Event
Microsoft Future Leaders in Robotics and AI Seminar Series: Thomas Berrueta
Friday, April 26, 2024
2:30 p.m.
Online Seminar
Towards Transparent & Reliable Embodied Reinforcement Learning Agents
Thomas Berrueta
PhD Candidate
Northwestern University
Abstract
The task-capabilities of robotic agents depend crucially on how their bodies materialize any action or decision made. Despite the clear importance of robot embodiment to decision-making, most algorithmic frameworks neglect or dismiss its impact. An important example of this lies in the widely used assumption that data are independent and identically distributed, which underpins all of machine learning. However, when data are collected sequentially from the experiences of agents this assumption does not generally hold, as is the case in most robotic reinforcement learning. In this talk, I will present a framework capable of overcoming these limitations by leveraging the statistical mechanics of ergodic processes, which I refer to as Maximum Diffusion Reinforcement Learning (MaxDiff RL). By measuring and exploiting statistical correlations, MaxDiff RL accounts for agent embodiment during learning and achieves provably robust state-of-the-art performance. Moreover, I will show that MaxDiff RL also provably enables agents to learn in continuous deployments. Taken together, I will argue that these results highlight future opportunities to formalize the role of robot embodiment during learning and control, paving the way towards more transparent and reliable embodied autonomy.
Bio
Thomas Berrueta is an interdisciplinary researcher and Ph.D. candidate at Northwestern University's Center for Robotics and Biosystems.
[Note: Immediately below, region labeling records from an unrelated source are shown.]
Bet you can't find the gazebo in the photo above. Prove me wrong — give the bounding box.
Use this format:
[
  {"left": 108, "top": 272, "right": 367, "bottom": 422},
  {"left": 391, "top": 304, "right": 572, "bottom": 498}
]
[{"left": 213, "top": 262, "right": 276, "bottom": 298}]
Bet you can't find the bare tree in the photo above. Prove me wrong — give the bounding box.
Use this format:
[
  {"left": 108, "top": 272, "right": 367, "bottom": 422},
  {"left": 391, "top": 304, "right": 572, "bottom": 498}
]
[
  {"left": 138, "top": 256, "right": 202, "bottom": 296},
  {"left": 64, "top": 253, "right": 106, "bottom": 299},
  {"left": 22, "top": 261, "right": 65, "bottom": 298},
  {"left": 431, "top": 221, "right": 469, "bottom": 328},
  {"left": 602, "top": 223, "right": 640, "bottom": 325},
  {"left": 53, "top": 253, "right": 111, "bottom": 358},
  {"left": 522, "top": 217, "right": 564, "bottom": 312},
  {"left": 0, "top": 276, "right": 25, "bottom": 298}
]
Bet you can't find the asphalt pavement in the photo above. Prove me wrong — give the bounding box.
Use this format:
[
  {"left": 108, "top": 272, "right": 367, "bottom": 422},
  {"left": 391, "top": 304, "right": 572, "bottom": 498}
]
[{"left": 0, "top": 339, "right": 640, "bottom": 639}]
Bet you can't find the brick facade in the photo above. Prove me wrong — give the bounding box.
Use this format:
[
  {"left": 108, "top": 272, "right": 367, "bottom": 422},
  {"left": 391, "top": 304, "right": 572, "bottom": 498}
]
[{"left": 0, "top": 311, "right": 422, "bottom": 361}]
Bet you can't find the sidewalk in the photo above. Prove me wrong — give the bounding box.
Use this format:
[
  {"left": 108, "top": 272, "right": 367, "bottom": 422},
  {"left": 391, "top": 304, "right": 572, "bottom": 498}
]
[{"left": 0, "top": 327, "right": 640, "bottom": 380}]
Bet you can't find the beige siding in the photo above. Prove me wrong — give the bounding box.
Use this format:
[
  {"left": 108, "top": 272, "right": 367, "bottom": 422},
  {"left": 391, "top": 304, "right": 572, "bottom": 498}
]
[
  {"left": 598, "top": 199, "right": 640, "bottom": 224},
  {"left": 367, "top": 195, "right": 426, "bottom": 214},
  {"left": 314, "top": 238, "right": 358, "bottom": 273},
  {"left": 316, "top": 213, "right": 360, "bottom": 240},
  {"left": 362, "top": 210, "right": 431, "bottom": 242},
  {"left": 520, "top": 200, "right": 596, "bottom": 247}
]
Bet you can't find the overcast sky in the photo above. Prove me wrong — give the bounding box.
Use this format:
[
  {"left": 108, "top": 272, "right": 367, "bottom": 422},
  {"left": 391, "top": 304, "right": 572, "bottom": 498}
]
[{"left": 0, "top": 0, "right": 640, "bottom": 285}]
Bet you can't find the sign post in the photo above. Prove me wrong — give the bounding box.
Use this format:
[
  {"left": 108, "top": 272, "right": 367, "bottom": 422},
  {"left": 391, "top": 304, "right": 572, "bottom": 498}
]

He is a recipient of Northwestern University's Presidential Fellowship, which is the highest honor conferred to a graduate student by the university. His research explores the consequences of agent embodiment on learning and control across length scales. At the intersection of statistical physics, artificial intelligence, and robotics, his work seeks to make autonomous systems more adaptable, robust, and life-like by exploiting randomness and uncertainty in ways that parallel biology.